But there is something else of the greatest importance
that was central to the thinking of faithful men like David and
Hezekiah:
"My soul
also is greatly troubled. But you, O LORD — how long? Turn, O
LORD, deliver my life; save me for the sake of your steadfast love. For
in death there is no remembrance of you; in Sheol who will give you
praise?" (Psa 6:3-5).
"Do you
work wonders for the dead? Do the departed rise up to praise you? Selah
Is your steadfast love declared in the grave, or your faithfulness in
Abaddon? Are your wonders known in the darkness, or your righteousness
in the land of forgetfulness?" (Psa 88:10-12).
"O LORD,
by these things men live, and in all these is the life of my spirit. Oh
restore me to health and make me live! Behold, it was for my welfare
that I had great bitterness; but in love you have delivered my life
from the pit of destruction, for you have cast all my sins behind your
back. For Sheol does not thank you; death does not praise you; those
who go down to the pit do not hope for your faithfulness. The living,
the living, he thanks you, as I do this day; the father makes known to
the children your faithfulness" (Isa 38:16-19).

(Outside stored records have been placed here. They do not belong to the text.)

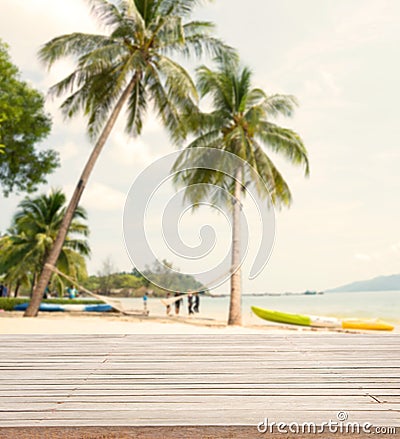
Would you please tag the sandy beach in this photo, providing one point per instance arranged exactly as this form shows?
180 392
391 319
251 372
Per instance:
80 323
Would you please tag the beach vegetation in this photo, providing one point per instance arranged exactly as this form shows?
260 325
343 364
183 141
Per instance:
133 65
24 124
240 122
26 244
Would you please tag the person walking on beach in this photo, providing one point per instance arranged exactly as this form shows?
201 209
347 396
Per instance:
145 302
190 304
168 306
177 303
196 307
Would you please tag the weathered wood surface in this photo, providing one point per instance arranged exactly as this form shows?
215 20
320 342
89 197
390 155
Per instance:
219 380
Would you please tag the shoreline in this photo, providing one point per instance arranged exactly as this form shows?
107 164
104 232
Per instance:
12 322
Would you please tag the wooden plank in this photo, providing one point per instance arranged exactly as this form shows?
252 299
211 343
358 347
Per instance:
95 380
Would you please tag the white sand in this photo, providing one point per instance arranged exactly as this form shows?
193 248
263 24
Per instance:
14 323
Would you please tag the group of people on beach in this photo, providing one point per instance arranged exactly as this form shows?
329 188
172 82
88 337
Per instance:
193 303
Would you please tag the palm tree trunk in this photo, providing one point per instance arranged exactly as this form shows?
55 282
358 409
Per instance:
16 289
235 307
55 251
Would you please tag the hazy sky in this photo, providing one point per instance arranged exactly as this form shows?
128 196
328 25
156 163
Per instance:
338 57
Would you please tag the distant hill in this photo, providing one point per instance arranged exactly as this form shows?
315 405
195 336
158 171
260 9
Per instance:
380 283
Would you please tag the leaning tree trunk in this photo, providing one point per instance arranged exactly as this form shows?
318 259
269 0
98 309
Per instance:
55 251
235 307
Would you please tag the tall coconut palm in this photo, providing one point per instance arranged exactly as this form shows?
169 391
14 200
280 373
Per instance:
239 123
132 65
34 229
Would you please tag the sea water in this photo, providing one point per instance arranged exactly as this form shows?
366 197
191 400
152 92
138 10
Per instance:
384 305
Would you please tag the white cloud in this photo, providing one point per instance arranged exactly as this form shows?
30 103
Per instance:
362 257
98 196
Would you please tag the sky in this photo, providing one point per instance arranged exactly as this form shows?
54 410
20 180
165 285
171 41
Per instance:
338 57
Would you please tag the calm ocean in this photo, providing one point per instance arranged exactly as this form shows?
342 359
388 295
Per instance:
378 304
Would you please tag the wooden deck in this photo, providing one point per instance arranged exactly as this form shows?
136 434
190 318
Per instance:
152 381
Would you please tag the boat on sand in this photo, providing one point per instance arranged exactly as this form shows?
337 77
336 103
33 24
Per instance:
321 322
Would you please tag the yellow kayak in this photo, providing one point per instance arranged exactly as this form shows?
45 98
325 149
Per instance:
377 325
321 322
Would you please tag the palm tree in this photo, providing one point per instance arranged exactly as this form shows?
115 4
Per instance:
131 66
33 231
240 123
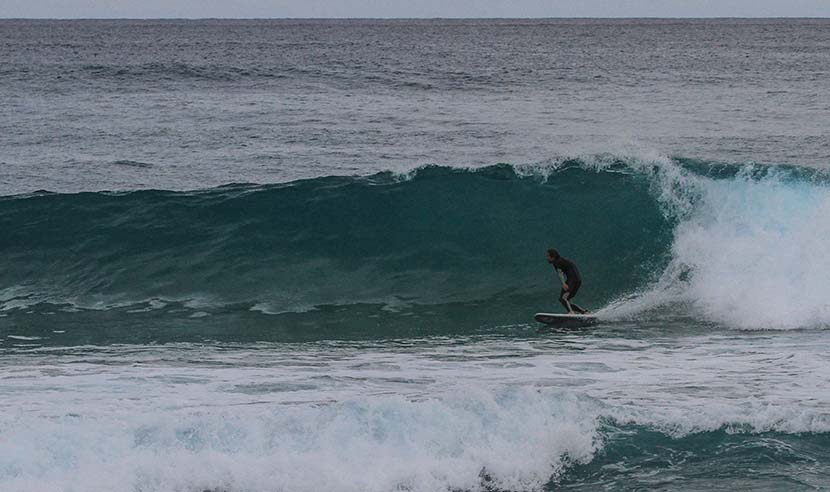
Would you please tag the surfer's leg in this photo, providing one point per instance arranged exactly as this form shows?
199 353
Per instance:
578 308
563 298
571 294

Death completely separates man from fellowship with God.
For the faithful man or woman, this is the worst possible thing that
could happen. Nothing is of greater consequence. Fellowship with God is
the essence of life itself.
Life derives all its meaning from our relationship with
God.
The faithful man or woman, for whom fellowship with God
is life’s greatest joy, shrinks from anything that severs
this holy relationship. Death is an enemy indeed.
No one knew this better than the Lord Jesus Christ. His
life was fellowship with the Father in a degree that we can only try to
contemplate. He walked with his Father every moment of every day. And
His Father walked with him. It was an earnest of the eternal joy that
God set before him.
Jesus knew, of course, that he must die to put away the
sin of the world. He knew that the grave would not hold him; that he
must rise to life again. But this did not diminish the full awfulness
of death that loomed before his face.
His words as he entered Gethsemane were an echo of Psalm
6:
"Then he
said to them, ‘My soul is very sorrowful, even to death;
remain
here, and watch with me.’ And going a little
farther he fell on his face and prayed, saying, ‘My Father,
if it be possible, let this cup pass from me; nevertheless, not as I
will, but as you will’ " (Matt 26:38,39).
May I suggest that the cup that Jesus prayed might pass
from him was not just the cup of physical suffering? It was the bitter
cup of death that would separate him from his Father and his God.
Where now would be his remembrance of God? Where now
would be his life of praise? Could not God transfigure him, as He had
once done on the holy mount, and give him immortality without the
horror of even a moment’s separation between them?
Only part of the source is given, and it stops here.